Principles relating to construction of contracts
- [33]It is common ground that the so-called objective approach to construction of contracts applies. That is to say, we are concerned to ascertain the intention of the parties manifested in their agreement, not their subjective intentions.
- [34]That objective intention is determined by reference to the contract, its context and purpose. The High Court has summarised the approach as follows:
- [46]The rights and liabilities of parties under a provision of a contract are determined objectively, by reference to its text, context (the entire text of the contract as well as any contract, document or statutory provision referred to in the text of the contract) and purpose.
- [47]In determining the meaning of the terms of a commercial contract, it is necessary to ask what a reasonable businessperson would have understood those terms to mean. That enquiry will require consideration of the language used by the parties in the contract, the circumstances addressed by the contract and the commercial purpose or objects to be secured by the contract.
- [48]Ordinarily, this process of construction is possible by reference to the contract alone. Indeed, if an expression in a contract is unambiguous or susceptible of only one meaning, evidence of surrounding circumstances (events, circumstances and things external to the contract) cannot be adduced to contradict its plain meaning.
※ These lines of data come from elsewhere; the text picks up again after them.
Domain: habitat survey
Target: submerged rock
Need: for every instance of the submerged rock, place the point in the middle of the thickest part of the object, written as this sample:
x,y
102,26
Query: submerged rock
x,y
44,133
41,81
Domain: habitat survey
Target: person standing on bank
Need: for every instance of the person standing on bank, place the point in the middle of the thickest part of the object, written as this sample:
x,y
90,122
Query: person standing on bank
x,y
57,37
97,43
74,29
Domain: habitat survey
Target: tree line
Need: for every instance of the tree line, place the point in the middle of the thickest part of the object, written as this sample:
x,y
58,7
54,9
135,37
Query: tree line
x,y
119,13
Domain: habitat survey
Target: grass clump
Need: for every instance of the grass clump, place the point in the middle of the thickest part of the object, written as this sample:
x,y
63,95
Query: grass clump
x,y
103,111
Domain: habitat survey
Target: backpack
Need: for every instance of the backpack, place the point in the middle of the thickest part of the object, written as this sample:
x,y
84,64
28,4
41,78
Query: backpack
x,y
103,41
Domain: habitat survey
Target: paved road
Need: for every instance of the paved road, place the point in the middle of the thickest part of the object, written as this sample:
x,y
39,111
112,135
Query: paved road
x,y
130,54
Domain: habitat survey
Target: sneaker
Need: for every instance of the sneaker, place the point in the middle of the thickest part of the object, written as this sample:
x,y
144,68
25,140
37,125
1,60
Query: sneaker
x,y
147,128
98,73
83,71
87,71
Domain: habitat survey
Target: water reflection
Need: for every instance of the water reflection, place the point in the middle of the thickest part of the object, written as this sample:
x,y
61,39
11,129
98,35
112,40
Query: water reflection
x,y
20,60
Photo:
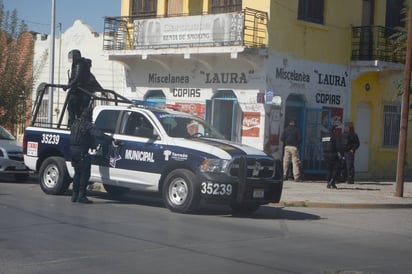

- [49]However, sometimes, recourse to events, circumstances and things external to the contract is necessary. It may be necessary in identifying the commercial purpose or objects of the contract where that task is facilitated by an understanding "of the genesis of the transaction, the background, the context [and] the market in which the parties are operating”. It may be necessary in determining the proper construction where there is a constructional choice . . .
- [50]Each of the events, circumstances and things external to the contract to which recourse may be had is objective. What may be referred to are events, circumstances and things external to the contract which are known to the parties or which assist in identifying the purpose or object of the transaction, which may include its history, background and context and the market in which the parties were operating. What is inadmissible is evidence of the parties' statements and actions reflecting their actual intentions and expectation.[13] (footnotes omitted)
Does the Contract contain a warranty?
- [35]DQH submitted that the Member, in concluding that the Contract contained a structural warranty, erred in relying upon the Flyer.
- [36]As noted, the Flyer was not signed by DQH but more importantly was neither annexed to nor referenced in the Contract. In those circumstances, having regard to General Condition 3.2 set out above, we accept, as DQH submitted, that the Flyer does not form part of the Contract.
- [37]However, that is not the end of the matter. We are left with construing Special Condition 3 of the contract that the house has ‘a full thirty year structural guarantee’.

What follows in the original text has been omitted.